The first time I popped a bottle of champagne, I was called a fraud. And by none other than my own family!
It was a January Saturday night my freshman year in college, and I was recently inducted in a prominent scholarship house. I selected Zach as my “Big Brother.” He gave instructions to go with him and choose a bottle of champagne at a local wine shop. The fellow scholars were to celebrate with us later that evening, the future of the Evans Scholars. The act was a tradition within my new “family,” and I made sure I wasn’t the one to end it.
I walked into the wine shop, looking for a cheap bottle of champagne. I grabbed a shiny black one with a lot of French words on it. It looked official. I strutted my stuff to the check-out counter and handed the bottle to Zach.
“What’s this garbage?” Zach asked tersely.
“Champagne,” I replied, proud and grinning. “Cham-pag-na,” I said next, spelling out each syllable as if I new them.
“You have a lot to learn, little bro. A lot. That, Michael, is not champagne.”
Legally, wine labeled “champagne” must be processed within the Champagne region of France. Every country has its own laws (including the United States, which allows domestic sparkling wines to be labeled “California champagne,” further exacerbating confusion), but almost all agree champagne must come from Champagne, France.
But you won’t have to worry about law, price, or authenticity when embarking on your excursion to Reims. Nor will you have to question their authenticity: you’re in Champagne-Ardenne, the real deal. And these champagnes taste superb!
A forty-five minute train ride from Paris, you’ll arrive in one of France’s most regal cities. Reims boasts a majestic history in the most literal sense; the cathedral of Reims began hosting coronations of French monarchs 816 A.D. It’s no coincidence, then, that champagne is associated with royalty: champagne was originally available only to those with wealth, power, and luxury.
Tour a few of the many famous champagne houses and taste their incredible wines. Make it a point to visit the Ruinart Champagne House, the first established champagne house. You’ll venture deep into the chalk tunnels beneath the champagne house, where cool temperatures and dank rooms create perfect conditions for a perfect bottle.
After Ruinart, you, your fellow Panroamers, and local Panrimo coordinator head to the Louis Roederer champagne house, which produces over two-thirds of its champagne using its own grapes, which allows Roederer to control the conditions in which their grapes grow. Finely tuned down to the temperature, molecular concentrations, and pH balances, Roederer closely guards their secret conditions for the perfect grape. You’ll be able to taste the quality with which the Louis Roederer name has become associated.
After a morning of champagne we head to Au Plat du Jour. This quiet, sophisticated little coffee shop looks elegant and serves outstanding fresh French cuisine. Don’t let the translation fool you; this isn’t a just a soup place. Instead of dark booths and a heavy musk, Au Plat du Jour is well lit inside, with a warm atmosphere and warmer fireplace (when necessary).

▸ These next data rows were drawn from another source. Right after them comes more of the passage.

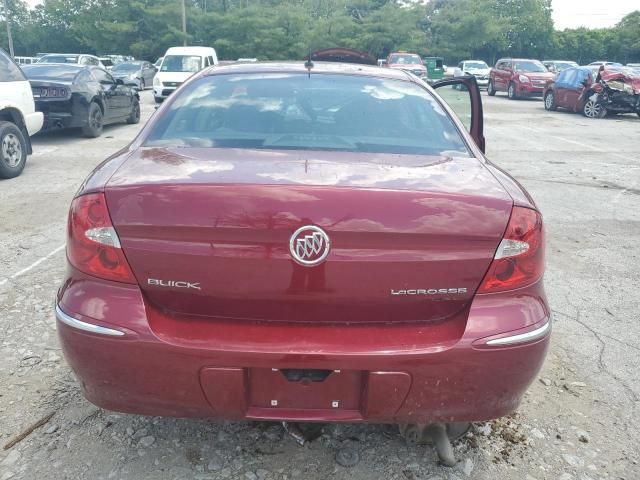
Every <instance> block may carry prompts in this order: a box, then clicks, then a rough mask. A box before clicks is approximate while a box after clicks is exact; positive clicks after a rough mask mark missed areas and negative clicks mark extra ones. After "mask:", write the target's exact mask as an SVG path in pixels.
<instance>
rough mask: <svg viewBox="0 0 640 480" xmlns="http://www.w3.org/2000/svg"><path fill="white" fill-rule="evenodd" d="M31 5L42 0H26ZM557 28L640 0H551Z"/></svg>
mask: <svg viewBox="0 0 640 480" xmlns="http://www.w3.org/2000/svg"><path fill="white" fill-rule="evenodd" d="M26 1H27V3H28V4H29V5H31V6H34V5H37V4H38V3H42V0H26ZM551 6H552V7H553V22H554V24H555V27H556V29H557V30H563V29H565V28H576V27H587V28H605V27H612V26H614V25H615V24H616V23H618V22H619V21H620V20H621V19H622V17H624V16H625V15H626V14H627V13H630V12H632V11H634V10H639V9H640V0H552V3H551Z"/></svg>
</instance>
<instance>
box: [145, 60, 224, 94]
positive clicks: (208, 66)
mask: <svg viewBox="0 0 640 480" xmlns="http://www.w3.org/2000/svg"><path fill="white" fill-rule="evenodd" d="M217 64H218V55H217V54H216V51H215V49H213V48H211V47H171V48H170V49H169V50H167V53H165V54H164V57H163V59H162V63H161V64H160V70H158V73H156V76H155V77H154V78H153V97H154V99H155V101H156V103H160V102H162V101H163V100H164V99H165V98H167V97H168V96H169V95H171V94H172V93H173V92H174V91H175V89H176V88H178V87H179V86H180V85H182V83H183V82H184V81H185V80H187V79H188V78H189V77H190V76H191V75H193V74H194V73H195V72H199V71H200V70H202V69H203V68H207V67H209V66H212V65H217Z"/></svg>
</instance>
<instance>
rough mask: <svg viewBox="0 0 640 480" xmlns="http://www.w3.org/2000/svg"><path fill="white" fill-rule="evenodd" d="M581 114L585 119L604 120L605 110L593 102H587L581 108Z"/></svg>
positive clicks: (589, 100)
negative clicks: (584, 117) (601, 119)
mask: <svg viewBox="0 0 640 480" xmlns="http://www.w3.org/2000/svg"><path fill="white" fill-rule="evenodd" d="M582 114H583V115H584V116H585V117H587V118H604V117H606V116H607V109H606V108H604V107H603V106H602V105H600V104H599V103H598V102H597V101H595V100H587V101H586V102H584V107H582Z"/></svg>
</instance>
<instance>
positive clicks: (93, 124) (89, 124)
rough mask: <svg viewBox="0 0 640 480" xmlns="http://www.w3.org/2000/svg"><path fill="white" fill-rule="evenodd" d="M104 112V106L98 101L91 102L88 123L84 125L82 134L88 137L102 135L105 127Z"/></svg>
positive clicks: (87, 116)
mask: <svg viewBox="0 0 640 480" xmlns="http://www.w3.org/2000/svg"><path fill="white" fill-rule="evenodd" d="M103 122H104V114H103V113H102V108H100V105H98V104H97V103H96V102H91V103H90V104H89V108H88V109H87V124H86V125H85V126H84V127H82V134H83V135H84V136H85V137H88V138H97V137H99V136H100V135H102V128H103V127H104V123H103Z"/></svg>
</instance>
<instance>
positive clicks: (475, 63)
mask: <svg viewBox="0 0 640 480" xmlns="http://www.w3.org/2000/svg"><path fill="white" fill-rule="evenodd" d="M490 71H491V68H489V65H487V64H486V62H484V61H483V60H464V61H462V62H460V63H459V64H458V66H457V67H456V68H455V70H454V71H453V76H454V77H462V76H464V75H473V76H474V77H476V82H478V86H479V87H480V88H487V85H489V72H490Z"/></svg>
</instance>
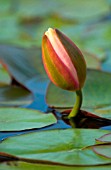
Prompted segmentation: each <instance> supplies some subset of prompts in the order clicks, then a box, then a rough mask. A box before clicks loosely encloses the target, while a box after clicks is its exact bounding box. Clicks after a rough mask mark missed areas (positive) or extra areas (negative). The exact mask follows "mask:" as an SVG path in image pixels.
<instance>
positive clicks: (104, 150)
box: [92, 144, 111, 159]
mask: <svg viewBox="0 0 111 170" xmlns="http://www.w3.org/2000/svg"><path fill="white" fill-rule="evenodd" d="M92 149H93V151H94V152H95V153H96V154H98V155H100V156H104V157H106V158H110V159H111V144H109V145H97V146H93V147H92Z"/></svg>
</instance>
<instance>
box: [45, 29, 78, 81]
mask: <svg viewBox="0 0 111 170" xmlns="http://www.w3.org/2000/svg"><path fill="white" fill-rule="evenodd" d="M45 35H46V36H47V38H48V39H49V41H50V43H51V45H52V47H53V49H54V51H55V52H56V54H57V56H58V57H59V59H60V60H61V61H62V62H63V63H64V65H65V66H66V67H67V68H68V70H69V72H71V74H72V76H73V77H74V79H76V80H77V81H78V76H77V72H76V69H75V67H74V65H73V63H72V61H71V59H70V56H69V55H68V53H67V52H66V50H65V48H64V46H63V45H62V43H61V41H60V40H59V39H58V37H57V34H56V32H55V30H54V29H52V28H49V29H48V31H47V32H46V33H45Z"/></svg>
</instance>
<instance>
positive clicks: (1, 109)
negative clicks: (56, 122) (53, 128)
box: [0, 108, 57, 131]
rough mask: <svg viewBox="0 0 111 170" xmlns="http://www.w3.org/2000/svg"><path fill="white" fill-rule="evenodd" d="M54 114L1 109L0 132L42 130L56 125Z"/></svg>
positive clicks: (0, 119)
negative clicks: (4, 131)
mask: <svg viewBox="0 0 111 170" xmlns="http://www.w3.org/2000/svg"><path fill="white" fill-rule="evenodd" d="M56 121H57V120H56V118H55V117H54V116H53V114H51V113H49V114H44V113H42V112H40V111H35V110H31V109H25V108H0V131H20V130H25V129H32V128H42V127H45V126H48V125H51V124H54V123H56Z"/></svg>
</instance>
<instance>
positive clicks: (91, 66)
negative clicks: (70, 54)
mask: <svg viewBox="0 0 111 170" xmlns="http://www.w3.org/2000/svg"><path fill="white" fill-rule="evenodd" d="M83 55H84V58H85V61H86V64H87V68H91V69H100V68H101V62H100V60H99V59H98V58H97V57H96V56H95V55H93V54H91V53H88V52H86V51H83Z"/></svg>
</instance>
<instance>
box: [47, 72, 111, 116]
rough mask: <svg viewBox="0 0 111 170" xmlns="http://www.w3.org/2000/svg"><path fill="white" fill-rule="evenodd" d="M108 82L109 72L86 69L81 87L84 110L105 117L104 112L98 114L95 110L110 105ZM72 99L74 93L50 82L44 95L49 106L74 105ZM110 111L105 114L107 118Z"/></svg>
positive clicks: (110, 87)
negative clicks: (48, 85) (82, 90)
mask: <svg viewBox="0 0 111 170" xmlns="http://www.w3.org/2000/svg"><path fill="white" fill-rule="evenodd" d="M110 84H111V74H110V73H106V72H102V71H97V70H88V71H87V80H86V83H85V86H84V88H83V96H84V98H83V104H82V108H83V109H84V110H86V111H87V110H88V111H92V112H94V113H96V114H98V115H100V116H103V117H105V115H106V114H105V113H106V112H105V113H104V114H102V113H101V114H99V113H98V112H96V110H97V109H100V108H105V107H110V106H111V100H110V99H111V97H110V94H111V86H110ZM55 92H56V93H55ZM103 93H104V94H103ZM58 101H59V102H58ZM74 101H75V93H72V92H68V91H65V90H62V89H60V88H58V87H56V86H54V85H53V84H52V83H50V85H49V87H48V90H47V95H46V102H47V103H48V105H49V106H51V107H55V108H61V109H65V108H71V107H72V106H73V105H74ZM110 113H111V112H110ZM110 113H108V114H107V115H106V117H107V118H108V117H109V118H111V115H110Z"/></svg>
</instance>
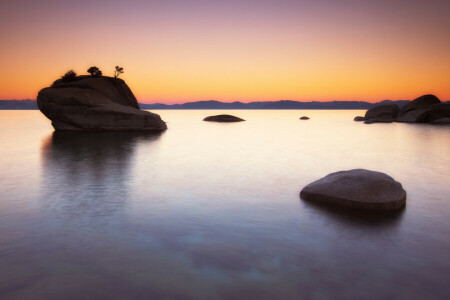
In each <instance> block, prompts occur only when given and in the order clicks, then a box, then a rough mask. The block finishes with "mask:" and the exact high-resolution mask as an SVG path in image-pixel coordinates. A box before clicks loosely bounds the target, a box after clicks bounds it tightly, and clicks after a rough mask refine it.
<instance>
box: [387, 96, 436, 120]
mask: <svg viewBox="0 0 450 300" xmlns="http://www.w3.org/2000/svg"><path fill="white" fill-rule="evenodd" d="M439 103H441V101H440V100H439V99H438V98H437V97H436V96H434V95H423V96H420V97H419V98H417V99H415V100H413V101H411V102H409V103H408V104H406V105H405V106H403V107H402V109H401V110H400V113H399V115H398V117H397V119H396V121H397V122H410V123H420V122H426V121H427V116H428V109H429V108H430V107H431V106H433V105H435V104H439Z"/></svg>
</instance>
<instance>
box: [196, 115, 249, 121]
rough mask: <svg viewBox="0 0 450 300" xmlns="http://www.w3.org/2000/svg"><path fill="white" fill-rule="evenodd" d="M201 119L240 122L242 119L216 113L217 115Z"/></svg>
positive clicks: (207, 120) (210, 116)
mask: <svg viewBox="0 0 450 300" xmlns="http://www.w3.org/2000/svg"><path fill="white" fill-rule="evenodd" d="M203 121H209V122H242V121H245V120H244V119H241V118H238V117H235V116H232V115H217V116H209V117H206V118H204V119H203Z"/></svg>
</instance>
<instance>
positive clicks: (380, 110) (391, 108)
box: [364, 104, 400, 124]
mask: <svg viewBox="0 0 450 300" xmlns="http://www.w3.org/2000/svg"><path fill="white" fill-rule="evenodd" d="M399 111H400V108H399V107H398V106H397V104H384V105H379V106H375V107H372V108H371V109H369V110H368V111H367V112H366V114H365V116H364V119H365V123H366V124H371V123H391V122H394V119H395V118H396V117H397V115H398V113H399Z"/></svg>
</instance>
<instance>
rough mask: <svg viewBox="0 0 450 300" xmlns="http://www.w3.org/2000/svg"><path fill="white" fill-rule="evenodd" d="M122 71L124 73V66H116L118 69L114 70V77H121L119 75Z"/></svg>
mask: <svg viewBox="0 0 450 300" xmlns="http://www.w3.org/2000/svg"><path fill="white" fill-rule="evenodd" d="M122 73H123V68H121V67H119V66H116V70H115V71H114V78H117V77H119V75H120V74H122Z"/></svg>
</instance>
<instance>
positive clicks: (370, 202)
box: [300, 169, 406, 210]
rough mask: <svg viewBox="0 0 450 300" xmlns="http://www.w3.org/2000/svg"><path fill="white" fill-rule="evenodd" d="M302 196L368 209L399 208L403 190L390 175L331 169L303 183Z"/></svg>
mask: <svg viewBox="0 0 450 300" xmlns="http://www.w3.org/2000/svg"><path fill="white" fill-rule="evenodd" d="M300 197H301V198H303V199H305V200H310V201H316V202H322V203H328V204H333V205H340V206H346V207H352V208H360V209H368V210H393V209H399V208H401V207H402V206H403V205H405V203H406V192H405V190H404V189H403V187H402V185H401V184H400V183H399V182H397V181H395V180H394V179H393V178H392V177H390V176H388V175H386V174H384V173H381V172H375V171H370V170H365V169H353V170H349V171H340V172H335V173H331V174H329V175H327V176H325V177H323V178H321V179H319V180H317V181H314V182H312V183H310V184H308V185H307V186H305V187H304V188H303V189H302V191H301V192H300Z"/></svg>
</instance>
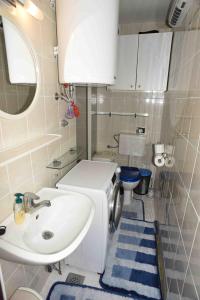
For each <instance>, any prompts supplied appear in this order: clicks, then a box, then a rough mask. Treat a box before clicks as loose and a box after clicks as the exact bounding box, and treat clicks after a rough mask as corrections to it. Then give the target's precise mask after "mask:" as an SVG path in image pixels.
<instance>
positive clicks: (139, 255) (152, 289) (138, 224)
mask: <svg viewBox="0 0 200 300" xmlns="http://www.w3.org/2000/svg"><path fill="white" fill-rule="evenodd" d="M155 231H156V230H155V225H154V223H149V222H144V221H139V220H131V219H127V218H121V220H120V223H119V226H118V229H117V231H116V232H115V233H114V235H113V241H112V243H111V246H110V249H109V251H108V256H107V261H106V268H105V272H104V274H103V275H102V276H101V278H100V284H101V285H102V287H103V288H104V289H107V290H118V291H119V290H120V291H122V290H123V291H124V292H125V293H127V294H128V295H133V296H140V297H141V299H144V297H145V299H151V300H155V299H156V300H160V299H161V292H160V279H159V274H158V267H157V253H156V239H155Z"/></svg>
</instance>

After a delicious lunch, you’ll have plenty of time to roam across Reims. Love chocolate? Check out Chocolat Deléans à Reims, an incredible artisan chocolatier run by Vincent and Francesca, natives of Reims. Perhaps visit a cutlery shop, where you can buy yourself a sabre suitable to sabrage your own champagne bottles (warning: if you attempt this, please wear goggles and, potentially, gauntlets over your hands).
I wish I had this excursion experience before being sent by my Big Brother, Zach, on an inevitably failed champagne purchase. I ended up getting a lovely brut (sparkling wine nearly identical in composition to champagne, but bottled elsewhere).
But it didn’t matter; we sprayed its bubbles everywhere, not a drop ever touching my lips.